O Düşünceler Susacak!
Yastığa kafayı koyduktan sonra üç yıl önce başına gelen tartışmada vermen gereken cevabı düşünmek bizde ata sporu. Bütün üstteki maddeleri yapsam da yatağa yattığımda vır vır konuşmaktan uyku tutmuyordu. Ya geleceğe dair bir plan yapıyordum ya başka bir şey düşünüyordum. Kafanın şalterini indirmem kolay olmuyordu. Ta ki nefesle işi çözebileceğimi öğreninceye kadar.
Kafayı nefese ve nefes kontrolüne odakladığın zaman başka bir şeyler düşünmeye fırsatın olmuyor. Aynı zamanda bedenini de sakinleştirecek bir egzersiz olduğu için uykun geliyor. İşlem çok basit. Bir kutu şeklinde nefes alacağız. Beş saniye aldın, beş saniye aldığın nefesi tuttun, beş saniye nefes verdin, beş saniye nefessiz bir şekilde bekledin. Sonra tekrar baştan. Uzun uzun nefesin ne işlere yaradığını ve nasıl yaradığını anlatmayayım şimdi ama çözümü çok uzakta değil bazı sorunların bunu da bil isterim.

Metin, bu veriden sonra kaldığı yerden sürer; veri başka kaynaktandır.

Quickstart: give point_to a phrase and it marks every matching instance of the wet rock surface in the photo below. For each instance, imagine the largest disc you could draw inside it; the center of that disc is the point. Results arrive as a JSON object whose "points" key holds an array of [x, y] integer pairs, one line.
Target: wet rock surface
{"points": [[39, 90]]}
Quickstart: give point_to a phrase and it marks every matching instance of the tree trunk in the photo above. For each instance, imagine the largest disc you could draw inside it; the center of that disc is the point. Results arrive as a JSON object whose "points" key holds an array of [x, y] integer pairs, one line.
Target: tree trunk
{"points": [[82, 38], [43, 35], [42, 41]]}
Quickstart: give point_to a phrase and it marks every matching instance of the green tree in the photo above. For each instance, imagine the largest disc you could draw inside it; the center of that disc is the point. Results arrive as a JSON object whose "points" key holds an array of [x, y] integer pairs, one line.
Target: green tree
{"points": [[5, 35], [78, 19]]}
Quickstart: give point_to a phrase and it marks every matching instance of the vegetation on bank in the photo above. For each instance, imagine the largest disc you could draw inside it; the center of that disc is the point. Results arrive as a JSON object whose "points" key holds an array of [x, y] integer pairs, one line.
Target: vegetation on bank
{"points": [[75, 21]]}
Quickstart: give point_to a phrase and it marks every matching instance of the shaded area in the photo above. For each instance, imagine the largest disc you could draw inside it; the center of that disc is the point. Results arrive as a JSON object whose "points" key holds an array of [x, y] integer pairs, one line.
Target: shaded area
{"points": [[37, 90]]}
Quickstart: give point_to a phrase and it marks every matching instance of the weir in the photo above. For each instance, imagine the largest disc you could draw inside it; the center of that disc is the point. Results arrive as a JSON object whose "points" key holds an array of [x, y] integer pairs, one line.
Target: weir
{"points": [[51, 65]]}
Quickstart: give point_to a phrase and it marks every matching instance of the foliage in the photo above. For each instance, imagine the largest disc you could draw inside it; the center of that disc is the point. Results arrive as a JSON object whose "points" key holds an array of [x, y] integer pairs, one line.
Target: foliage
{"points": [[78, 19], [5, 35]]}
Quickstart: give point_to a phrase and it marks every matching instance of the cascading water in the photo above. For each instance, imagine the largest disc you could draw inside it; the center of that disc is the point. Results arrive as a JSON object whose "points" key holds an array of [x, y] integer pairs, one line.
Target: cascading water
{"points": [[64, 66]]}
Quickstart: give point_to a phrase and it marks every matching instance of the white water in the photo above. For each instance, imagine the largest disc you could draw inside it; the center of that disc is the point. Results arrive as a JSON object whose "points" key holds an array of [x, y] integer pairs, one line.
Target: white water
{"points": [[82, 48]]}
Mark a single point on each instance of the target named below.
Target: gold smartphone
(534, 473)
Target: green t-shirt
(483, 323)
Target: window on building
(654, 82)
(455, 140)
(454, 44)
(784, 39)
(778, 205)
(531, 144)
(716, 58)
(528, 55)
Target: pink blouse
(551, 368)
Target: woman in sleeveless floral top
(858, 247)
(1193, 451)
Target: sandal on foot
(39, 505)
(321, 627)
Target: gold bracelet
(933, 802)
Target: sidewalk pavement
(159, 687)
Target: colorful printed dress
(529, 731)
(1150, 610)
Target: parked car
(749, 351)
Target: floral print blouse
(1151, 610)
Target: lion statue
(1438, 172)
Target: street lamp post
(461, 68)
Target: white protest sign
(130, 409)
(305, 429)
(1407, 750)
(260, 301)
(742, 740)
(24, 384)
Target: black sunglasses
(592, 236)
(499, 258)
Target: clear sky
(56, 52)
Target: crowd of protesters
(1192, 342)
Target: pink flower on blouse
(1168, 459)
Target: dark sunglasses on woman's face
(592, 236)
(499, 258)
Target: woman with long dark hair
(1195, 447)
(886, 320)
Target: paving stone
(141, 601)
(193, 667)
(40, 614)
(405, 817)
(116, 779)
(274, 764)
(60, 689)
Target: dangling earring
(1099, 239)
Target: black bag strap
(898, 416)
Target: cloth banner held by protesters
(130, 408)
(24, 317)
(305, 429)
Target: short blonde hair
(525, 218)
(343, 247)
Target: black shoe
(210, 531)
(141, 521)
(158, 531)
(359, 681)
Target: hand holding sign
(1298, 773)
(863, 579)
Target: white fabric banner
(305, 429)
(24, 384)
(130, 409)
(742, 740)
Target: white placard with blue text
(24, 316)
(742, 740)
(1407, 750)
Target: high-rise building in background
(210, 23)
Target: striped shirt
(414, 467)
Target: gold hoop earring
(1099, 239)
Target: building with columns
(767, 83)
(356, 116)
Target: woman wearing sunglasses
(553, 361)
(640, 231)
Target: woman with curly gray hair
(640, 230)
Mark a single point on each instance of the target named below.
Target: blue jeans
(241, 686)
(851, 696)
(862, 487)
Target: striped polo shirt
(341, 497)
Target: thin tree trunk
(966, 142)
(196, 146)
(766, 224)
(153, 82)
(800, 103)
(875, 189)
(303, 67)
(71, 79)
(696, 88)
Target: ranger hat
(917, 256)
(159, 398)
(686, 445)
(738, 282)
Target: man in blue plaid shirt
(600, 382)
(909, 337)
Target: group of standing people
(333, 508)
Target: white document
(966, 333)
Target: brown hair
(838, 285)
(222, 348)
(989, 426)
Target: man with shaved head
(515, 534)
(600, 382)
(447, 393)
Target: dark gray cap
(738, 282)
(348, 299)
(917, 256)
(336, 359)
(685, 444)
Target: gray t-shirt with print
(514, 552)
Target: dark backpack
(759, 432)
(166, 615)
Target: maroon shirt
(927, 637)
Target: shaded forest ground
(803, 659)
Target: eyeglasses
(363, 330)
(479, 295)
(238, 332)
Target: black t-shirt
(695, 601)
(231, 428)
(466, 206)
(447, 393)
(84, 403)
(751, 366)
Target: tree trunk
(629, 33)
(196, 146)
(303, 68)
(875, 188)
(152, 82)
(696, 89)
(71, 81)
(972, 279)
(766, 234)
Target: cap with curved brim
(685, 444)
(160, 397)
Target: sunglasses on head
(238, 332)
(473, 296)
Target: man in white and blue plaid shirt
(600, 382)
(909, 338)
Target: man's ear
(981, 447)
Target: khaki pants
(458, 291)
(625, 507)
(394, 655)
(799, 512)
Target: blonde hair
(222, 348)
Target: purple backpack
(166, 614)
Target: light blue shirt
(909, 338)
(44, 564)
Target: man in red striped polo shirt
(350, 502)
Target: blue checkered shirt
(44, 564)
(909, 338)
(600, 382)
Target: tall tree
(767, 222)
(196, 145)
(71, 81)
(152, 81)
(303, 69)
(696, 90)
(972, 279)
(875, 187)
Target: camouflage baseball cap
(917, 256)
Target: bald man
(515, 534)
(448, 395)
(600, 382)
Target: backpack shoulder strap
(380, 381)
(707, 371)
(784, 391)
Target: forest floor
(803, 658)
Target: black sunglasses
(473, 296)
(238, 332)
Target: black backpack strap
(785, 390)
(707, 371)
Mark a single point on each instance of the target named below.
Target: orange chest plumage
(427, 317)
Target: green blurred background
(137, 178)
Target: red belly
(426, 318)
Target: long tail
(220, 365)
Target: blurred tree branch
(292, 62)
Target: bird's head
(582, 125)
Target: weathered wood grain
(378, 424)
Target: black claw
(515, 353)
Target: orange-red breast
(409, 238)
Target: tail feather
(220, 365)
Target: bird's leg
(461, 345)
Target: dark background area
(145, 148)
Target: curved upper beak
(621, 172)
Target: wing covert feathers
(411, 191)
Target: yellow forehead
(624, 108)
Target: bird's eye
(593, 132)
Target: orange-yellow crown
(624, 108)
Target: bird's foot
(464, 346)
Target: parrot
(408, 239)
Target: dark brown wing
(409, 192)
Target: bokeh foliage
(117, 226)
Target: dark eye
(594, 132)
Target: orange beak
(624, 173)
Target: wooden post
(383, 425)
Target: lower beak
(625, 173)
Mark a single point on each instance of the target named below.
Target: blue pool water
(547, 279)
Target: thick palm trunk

Şimdilik bu yedi madde bir çözüm oluşturdu benim için. Daha fazlasını da deneyip iyiden iyiye uykuda bir star olmayı düşünüyorum. Senin uykuna yardımcı olan taktikler varsa lucid rüyalarda buluşalım orada konuşuruz. Olmazsa yorum atabilir, Instagram, Facebook ve Twitter üzerinden ulaşabilirsin.
[mailerlite_form form_id=8]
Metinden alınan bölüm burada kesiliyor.